Kaffeetrinkende dürfen aufhorchen: Eine große US-Studie bringt den Konsum von koffeinhaltigem Kaffee mit einem geringeren Demenzrisiko in Verbindung.
Für viele Wienerinnen und Wiener gehört der Kaffee zum Alltag – ob als schneller Espresso an der Theke oder als Melange im Schanigarten. Nun deutet eine im renommierten Fachjournal JAMA veröffentlichte Analyse darauf hin, dass das beliebte Heißgetränk nicht nur munter macht, sondern auch mit einem geringeren Demenzrisiko verbunden sein könnte.
Senkt Koffein das Demenzrisiko?
In der US-Studie wurden die Daten von mehr als 131.000 Personen ausgewertet. Das Ergebnis: Menschen mit höherem Kaffeekonsum hatten im Vergleich zu jenen mit keinem oder nur geringem Konsum ein um rund 18 Prozent niedrigeres Risiko, an Demenz zu erkranken.

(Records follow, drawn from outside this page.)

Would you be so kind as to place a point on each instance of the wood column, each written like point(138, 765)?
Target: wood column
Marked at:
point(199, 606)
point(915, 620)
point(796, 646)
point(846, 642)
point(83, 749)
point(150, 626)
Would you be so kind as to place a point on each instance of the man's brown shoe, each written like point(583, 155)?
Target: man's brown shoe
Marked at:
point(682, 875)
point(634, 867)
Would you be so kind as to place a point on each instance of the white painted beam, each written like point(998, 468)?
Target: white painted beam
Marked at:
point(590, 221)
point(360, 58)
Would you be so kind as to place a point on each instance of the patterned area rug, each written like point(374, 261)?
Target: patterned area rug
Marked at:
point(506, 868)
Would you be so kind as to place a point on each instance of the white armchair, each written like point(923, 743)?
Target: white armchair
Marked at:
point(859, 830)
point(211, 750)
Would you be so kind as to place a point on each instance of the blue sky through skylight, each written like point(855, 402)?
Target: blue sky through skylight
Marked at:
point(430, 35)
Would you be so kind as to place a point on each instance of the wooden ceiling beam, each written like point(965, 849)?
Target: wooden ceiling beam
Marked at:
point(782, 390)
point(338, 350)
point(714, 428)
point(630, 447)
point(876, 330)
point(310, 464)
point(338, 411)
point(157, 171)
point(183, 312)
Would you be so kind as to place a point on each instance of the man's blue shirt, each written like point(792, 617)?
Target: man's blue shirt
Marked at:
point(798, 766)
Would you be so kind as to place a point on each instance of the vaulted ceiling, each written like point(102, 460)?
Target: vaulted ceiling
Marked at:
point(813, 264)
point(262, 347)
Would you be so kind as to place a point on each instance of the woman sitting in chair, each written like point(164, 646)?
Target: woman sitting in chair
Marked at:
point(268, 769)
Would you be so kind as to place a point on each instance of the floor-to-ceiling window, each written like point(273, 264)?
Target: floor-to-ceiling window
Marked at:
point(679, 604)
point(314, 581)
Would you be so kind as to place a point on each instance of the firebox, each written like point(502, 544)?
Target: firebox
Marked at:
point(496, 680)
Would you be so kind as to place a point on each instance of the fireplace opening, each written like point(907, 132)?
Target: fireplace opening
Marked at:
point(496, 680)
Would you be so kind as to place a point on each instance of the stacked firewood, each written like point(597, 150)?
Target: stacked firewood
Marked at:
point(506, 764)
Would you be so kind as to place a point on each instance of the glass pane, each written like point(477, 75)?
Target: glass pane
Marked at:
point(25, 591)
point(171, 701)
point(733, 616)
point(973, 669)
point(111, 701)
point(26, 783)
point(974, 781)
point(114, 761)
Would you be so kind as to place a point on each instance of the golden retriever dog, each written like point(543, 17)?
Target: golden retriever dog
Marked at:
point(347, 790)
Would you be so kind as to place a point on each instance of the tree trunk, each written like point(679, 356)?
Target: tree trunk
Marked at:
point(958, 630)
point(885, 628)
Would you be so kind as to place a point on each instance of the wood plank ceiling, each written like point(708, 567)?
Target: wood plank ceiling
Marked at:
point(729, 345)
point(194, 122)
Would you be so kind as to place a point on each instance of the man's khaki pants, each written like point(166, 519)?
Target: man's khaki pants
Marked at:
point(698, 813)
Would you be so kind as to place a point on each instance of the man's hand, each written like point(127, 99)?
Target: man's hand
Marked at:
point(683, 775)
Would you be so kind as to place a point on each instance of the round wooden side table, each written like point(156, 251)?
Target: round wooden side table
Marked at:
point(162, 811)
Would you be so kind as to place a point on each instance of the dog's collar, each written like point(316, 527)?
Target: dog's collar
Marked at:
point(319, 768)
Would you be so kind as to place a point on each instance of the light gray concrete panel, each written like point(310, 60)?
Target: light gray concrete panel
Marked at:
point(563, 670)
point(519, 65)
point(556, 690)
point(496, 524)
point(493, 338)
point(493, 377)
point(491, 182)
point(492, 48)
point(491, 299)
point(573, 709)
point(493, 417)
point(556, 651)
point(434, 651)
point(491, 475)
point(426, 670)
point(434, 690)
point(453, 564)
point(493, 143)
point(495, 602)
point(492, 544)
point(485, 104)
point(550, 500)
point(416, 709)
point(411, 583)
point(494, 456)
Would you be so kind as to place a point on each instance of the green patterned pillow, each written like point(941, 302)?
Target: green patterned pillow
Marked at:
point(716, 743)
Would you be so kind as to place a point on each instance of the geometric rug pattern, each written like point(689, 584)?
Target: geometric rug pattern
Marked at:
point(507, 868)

Interessant ist dabei ein entscheidender Unterschied: Für entkoffeinierten Kaffee zeigte sich dieser Zusammenhang nicht. Das spricht dafür, dass insbesondere das enthaltene Koffein eine zentrale Rolle spielen könnte.
Koffein als möglicher Schutz fürs Gehirn
Als mögliche Erklärung diskutieren die Forschenden eine schützende Wirkung von Koffein im Gehirn. So könnte der Stoff unter anderem entzündliche Prozesse abschwächen, die bei der Entstehung von Demenzerkrankungen eine Rolle spielen.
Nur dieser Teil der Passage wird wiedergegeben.